Day 7
At the beginning of this trip, Andrew asked if
I wanted to do any travel to tourist places (other than the Great Wall, which
we'll go to a week from today). I told him I mainly wanted to see what living
in China, in his city, was really like. Well, today I found out to a new level
what authentic life in China really means.
Today was shopping day. In the morning I
ventured out ALONE for the first time. Here I am, in my fifties, and I felt
very successful for walking to the edge of the campus, crossing the street, and
buying two bottles of water.
Lady on the street
The scene is a riot of colorful sights and
sounds. There are people everywhere. Taxis and scooters and cars everywhere.

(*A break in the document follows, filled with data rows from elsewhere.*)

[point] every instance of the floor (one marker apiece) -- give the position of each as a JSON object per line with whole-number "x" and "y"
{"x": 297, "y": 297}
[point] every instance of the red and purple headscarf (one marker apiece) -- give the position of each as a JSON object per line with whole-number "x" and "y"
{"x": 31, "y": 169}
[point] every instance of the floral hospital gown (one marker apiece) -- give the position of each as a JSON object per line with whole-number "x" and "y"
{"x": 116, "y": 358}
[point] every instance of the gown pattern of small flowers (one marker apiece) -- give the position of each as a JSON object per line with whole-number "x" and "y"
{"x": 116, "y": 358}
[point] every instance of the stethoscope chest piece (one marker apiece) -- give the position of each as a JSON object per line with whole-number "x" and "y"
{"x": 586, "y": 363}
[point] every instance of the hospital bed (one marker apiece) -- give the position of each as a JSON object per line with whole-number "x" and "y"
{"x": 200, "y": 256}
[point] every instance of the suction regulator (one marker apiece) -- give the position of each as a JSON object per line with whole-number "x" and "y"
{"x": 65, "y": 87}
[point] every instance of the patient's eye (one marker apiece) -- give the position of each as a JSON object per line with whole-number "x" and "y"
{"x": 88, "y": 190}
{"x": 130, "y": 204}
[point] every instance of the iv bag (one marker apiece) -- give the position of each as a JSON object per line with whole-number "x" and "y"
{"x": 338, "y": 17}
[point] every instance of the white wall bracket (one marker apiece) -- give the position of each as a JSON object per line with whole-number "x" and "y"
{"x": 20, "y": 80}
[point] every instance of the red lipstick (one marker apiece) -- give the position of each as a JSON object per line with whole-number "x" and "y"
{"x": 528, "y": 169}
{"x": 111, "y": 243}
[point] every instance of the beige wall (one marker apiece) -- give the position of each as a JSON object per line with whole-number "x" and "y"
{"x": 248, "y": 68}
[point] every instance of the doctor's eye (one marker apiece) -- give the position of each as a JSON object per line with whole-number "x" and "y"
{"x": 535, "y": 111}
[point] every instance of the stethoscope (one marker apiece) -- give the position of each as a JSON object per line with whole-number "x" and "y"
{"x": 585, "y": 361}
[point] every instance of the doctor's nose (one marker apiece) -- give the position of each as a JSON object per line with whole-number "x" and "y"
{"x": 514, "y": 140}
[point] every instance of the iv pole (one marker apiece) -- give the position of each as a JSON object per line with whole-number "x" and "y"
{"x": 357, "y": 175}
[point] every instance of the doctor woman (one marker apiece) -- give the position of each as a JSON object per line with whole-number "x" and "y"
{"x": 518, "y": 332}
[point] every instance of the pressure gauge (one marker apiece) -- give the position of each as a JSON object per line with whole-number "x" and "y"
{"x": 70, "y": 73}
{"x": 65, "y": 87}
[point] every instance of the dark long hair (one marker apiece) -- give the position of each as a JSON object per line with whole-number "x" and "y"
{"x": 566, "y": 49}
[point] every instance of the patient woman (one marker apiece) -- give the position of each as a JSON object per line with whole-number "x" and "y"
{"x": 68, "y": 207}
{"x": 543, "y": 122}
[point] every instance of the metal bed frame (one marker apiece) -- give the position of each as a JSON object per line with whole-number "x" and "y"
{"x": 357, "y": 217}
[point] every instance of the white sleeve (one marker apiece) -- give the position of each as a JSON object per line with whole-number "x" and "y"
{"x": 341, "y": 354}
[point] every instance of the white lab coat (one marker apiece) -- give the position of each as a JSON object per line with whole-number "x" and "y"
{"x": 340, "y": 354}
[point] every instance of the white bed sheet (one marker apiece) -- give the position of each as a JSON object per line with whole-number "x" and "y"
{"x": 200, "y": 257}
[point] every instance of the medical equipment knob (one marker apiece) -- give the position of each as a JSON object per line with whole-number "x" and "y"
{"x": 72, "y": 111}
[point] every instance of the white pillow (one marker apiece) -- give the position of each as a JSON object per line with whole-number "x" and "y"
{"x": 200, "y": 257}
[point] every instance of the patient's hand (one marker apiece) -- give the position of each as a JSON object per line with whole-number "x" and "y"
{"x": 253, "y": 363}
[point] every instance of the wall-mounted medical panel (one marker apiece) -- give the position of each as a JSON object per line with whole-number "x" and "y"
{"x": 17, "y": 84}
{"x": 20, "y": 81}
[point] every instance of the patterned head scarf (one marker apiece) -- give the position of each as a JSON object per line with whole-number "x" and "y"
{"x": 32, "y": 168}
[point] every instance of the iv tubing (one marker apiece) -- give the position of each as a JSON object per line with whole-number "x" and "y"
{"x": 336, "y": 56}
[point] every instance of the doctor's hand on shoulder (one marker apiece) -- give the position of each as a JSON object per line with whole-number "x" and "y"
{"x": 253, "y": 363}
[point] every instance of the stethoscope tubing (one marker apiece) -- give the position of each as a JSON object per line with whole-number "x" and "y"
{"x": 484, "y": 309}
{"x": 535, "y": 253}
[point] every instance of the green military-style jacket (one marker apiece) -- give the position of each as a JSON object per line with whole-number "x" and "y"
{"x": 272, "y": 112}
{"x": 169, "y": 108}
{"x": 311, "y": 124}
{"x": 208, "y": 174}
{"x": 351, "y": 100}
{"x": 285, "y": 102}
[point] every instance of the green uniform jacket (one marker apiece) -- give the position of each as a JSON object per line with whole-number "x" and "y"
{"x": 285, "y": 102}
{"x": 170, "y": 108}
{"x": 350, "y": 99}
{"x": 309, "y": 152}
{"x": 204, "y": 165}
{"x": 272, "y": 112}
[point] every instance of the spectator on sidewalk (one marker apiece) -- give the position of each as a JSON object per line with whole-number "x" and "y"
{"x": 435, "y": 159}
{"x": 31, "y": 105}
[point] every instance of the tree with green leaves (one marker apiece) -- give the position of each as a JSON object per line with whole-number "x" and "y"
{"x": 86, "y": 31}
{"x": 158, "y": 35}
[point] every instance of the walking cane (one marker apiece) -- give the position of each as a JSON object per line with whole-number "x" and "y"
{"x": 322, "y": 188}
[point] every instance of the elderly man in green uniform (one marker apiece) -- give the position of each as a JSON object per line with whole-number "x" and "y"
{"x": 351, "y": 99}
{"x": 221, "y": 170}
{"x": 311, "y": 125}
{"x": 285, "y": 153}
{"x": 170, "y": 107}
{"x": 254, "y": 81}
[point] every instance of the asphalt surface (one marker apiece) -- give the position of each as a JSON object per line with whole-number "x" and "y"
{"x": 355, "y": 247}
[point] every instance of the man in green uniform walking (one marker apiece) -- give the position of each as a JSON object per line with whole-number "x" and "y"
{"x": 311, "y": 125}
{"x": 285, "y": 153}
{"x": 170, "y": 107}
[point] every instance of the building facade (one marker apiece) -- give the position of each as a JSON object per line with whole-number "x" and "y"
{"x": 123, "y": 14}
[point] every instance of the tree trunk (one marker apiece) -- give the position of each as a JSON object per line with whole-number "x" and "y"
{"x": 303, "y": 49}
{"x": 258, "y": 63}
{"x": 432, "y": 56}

Honking sounds and boom boxes and children crying everywhere. Street vendors, selling
fruit and and cell phones and clothing and all kinds of cooked food,
everywhere. Trash and mud everywhere. Smells of food and old grease and
garbage, everywhere. It is an assault on the senses. Everywhere.
Street Scene
I've learned to fix a continuous smile on
every person I pass. They don't quite know what to make of it. Most give me a
passing glance, and then, when they see I'm still smiling, give hesitant smiles
in return. Not all, but some. I've tried to say "Ni hao" (hello) a
few times. Many times it is returned, but a couple of old men looked at me as
if I were crazy. Maybe I had the tones wrong and said something really bad
without knowing it.
I can only shop alone at places where there is
no bartering. The money is the yuan, worth about a sixth of a dollar. I also
went to the Memory Bread store and asked for one cookie that looked like it had
molasses in it. The man put four in a bag and was reaching for more when I got
him to stop. When I got back to the apartment, Andrew said "It probably
doesn't taste very good." He was right.
How about this flavor--at the import store
In the afternoon we rode a three-wheeled
scooter taxi to the Metro, which is the import store. Only about a fifth of the
items were actually imported, but it was SO nice to see bars of cheese and Jif
peanut butter and Del Monte spaghetti sauce and Barilla pasta, mixed in among
the soya flour and frozen dim sum (dumplings) and hundreds of items that I have
no idea what they are because I have no idea what the language on the package
is saying.
After checking out (the receipt was printed on
a full-size sheet of dot matrix printer paper, complete with the little holes
on the side that the clerk had to tear off), we walked out--into a pouring
rain--and the only taxi in sight refused us. We had to cross a huge street, and
still no taxis. The roads are not built with a slight slope like in the States,
so all the water pools on the road. We were both soaked; however, my chivalrous
son got the worst of it because he gallantly let me use the one small umbrella
we had.
After about ten minutes of standing in the
pouring rain, we finally hailed a taxi, sharing a fare with somebody else. We
were let out at our corner and had to step through about a foot of water to get
to the (muddy) sidewalk. And then we walked home, through drizzle and puddles
and mud.
Andrew then said to me, "You wanted
authentic. This is it."
Fortunately, today the sun is out. My shoes
are drying. And this morning I walked, alone, all the way up the hill to the
place that is "the closest thing to a grocery store." I bought 106.20
yuan worth of items. Paid my own bill and bagged my own groceries. Walked back,
dodging the leftover mud and the piles of trash and the cars parked on the
sidewalks, and smiling at the people walking every direction.
I'm starting--just starting--to figure this
out. And the experience is definitely authentic.
2 comments:
I look forward to each journal entry!!
I am also enjoying your daily journals. They always make me smile and sometimes chuckle!!